Auto firms are reporting major earnings surprises this results season. Both Maruti Suzuki India Ltd and Bajaj Auto Ltd beat the street by a wide margin when they reported results for the June quarter.
But Tata Motors Ltd has left them far behind in the degree by which it has exceeded street estimates. Nine analysts polled by Bloomberg news agency had estimated a net profit of Rs99.4 crore. The company reported a net profit of Rs514 crore, and almost the entire outperformance is in operating profit.
In other words, none of the higher-than-expected profit is owing to one-off factors which the street hadn’t anticipated in its estimates. True, here was a one-time income from the sale of shares of Tata Steel Ltd last quarter, but the company had already disclosed this at the time of sale and so this would have been part of the estimates.
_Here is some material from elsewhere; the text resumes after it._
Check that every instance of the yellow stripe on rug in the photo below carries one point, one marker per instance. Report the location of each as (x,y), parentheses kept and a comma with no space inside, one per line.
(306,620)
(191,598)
The company’s shares have now risen by around 175% from its lows in early March, outperforming the market—up 78%—by a wide margin. Ahmed Raza Khan / Mint
Analysts have been mainly surprised at the margin improvement of at least 5 percentage points on a quarter-on-quarter basis to 11.4%. To start with, average realizations were much higher than expected.
One analyst with a foreign broker says that he is baffled at the quarter-on-quarter increase in realizations of around 5%, even though there were no price increases during the period. The company says this is the result of a change in the product mix, but that explanation isn’t entirely convincing, says the analyst. Besides, raw material costs were much lower than anticipated.
According to the company, the savings it has extracted are sustainable. Besides, it says that there has been improvement in demand for its products and the availability of financing for its customers.
Tata Motors’ shares rose by around 5% soon after the results were announced and the rally should continue on Tuesday. The company’s shares have now risen by around 175% from its lows in early March, outperforming the market—up 78%—by a wide margin, just as most highly leveraged firms whose valuations had been beaten down mercilessly prior to the recovery in the markets.
The rise in the stock has been aided by the signs of improvement in the domestic business as well as a belief that financing the company’s huge debt would now be a relatively easier affair.
In all this, the huge liability of Jaguar-Land Rover (JLR) has been conveniently forgotten. The company’s shares had fallen to the Rs290 levels after the company announced consolidated results for the March quarter, which disclosed JLR’s huge losses and the cash burn, but they have now risen way beyond even the pre-results level to Rs374.
Perhaps when the consolidated results for the June quarter are disclosed, there will be a reality check.